Investors can take full advantage of China’s next stage of growth with a number of old and new ETFs.
[Editor's note: This is the second part of a previous blog, where I introduced the idea of rethinking China ETFs as the country transitions from an export- to a consumption-led growth model and issuers launch innovative new ETFs.]
Last month, I discussed the need to rethink China ETFs, as new and innovative products now target pockets of the Chinese markets that only a few years ago were inaccessible to global investors.
This week, I’m going to highlight a few alternative ETF options to the older veterans, positioned to target China’s ongoing market transformation.
I see two major shifts occurring in China’s equity markets in the coming years.
The first is the globalization of China’s mainland market, or the opening up of China’s onshore, or “A-share” market to global investors and indexes.
The second is the rise of the Chinese consumer. In the coming decade, a different set of companies could lead China’s next growth phase, instead of the major state-owned enterprises (SOEs) that powered China over the past few decades.

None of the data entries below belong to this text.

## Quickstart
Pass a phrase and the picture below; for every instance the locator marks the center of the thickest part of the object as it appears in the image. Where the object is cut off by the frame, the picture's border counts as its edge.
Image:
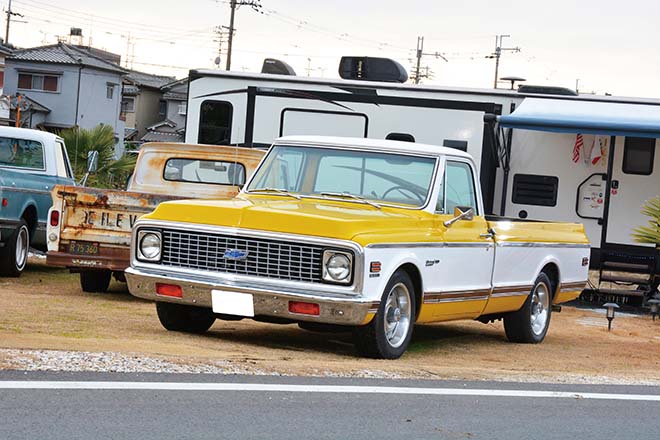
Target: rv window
(531, 189)
(215, 123)
(405, 137)
(638, 155)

Therefore, as a China investor, I ask myself two questions: Does it still make sense to ignore China’s $3 trillion onshore market (roughly 50 percent of China’s total equity market)? Does it make sense to diversify outside of indexes that are overly concentrated in China’s SOEs that dominate the financial, energy and telecom sectors?
Onshore Market Globalization
While the recent surge in China’s mainland markets is likely due to a series of announcements around SOE reforms, China’s onshore market could remain in play for several years.
China is now in the midst of opening its mainland shares to global investors through a series of programs, dishing out renminbi qualified foreign institutional investor (RQFII) quotas left and right. Beyond Hong Kong, several other cities are now RQFII hubs, with many more likely to come.
The gradual inclusion of A-shares into some of the most widely tracked indexes will also be a multiyear process. MSCI, S&P and FTSE are all reviewing A-share inclusion into their global indexes.
I personally like that mainland securities are less correlated to global equity markets, mainly because they are still largely off limits to global investors. This offers diversification benefits.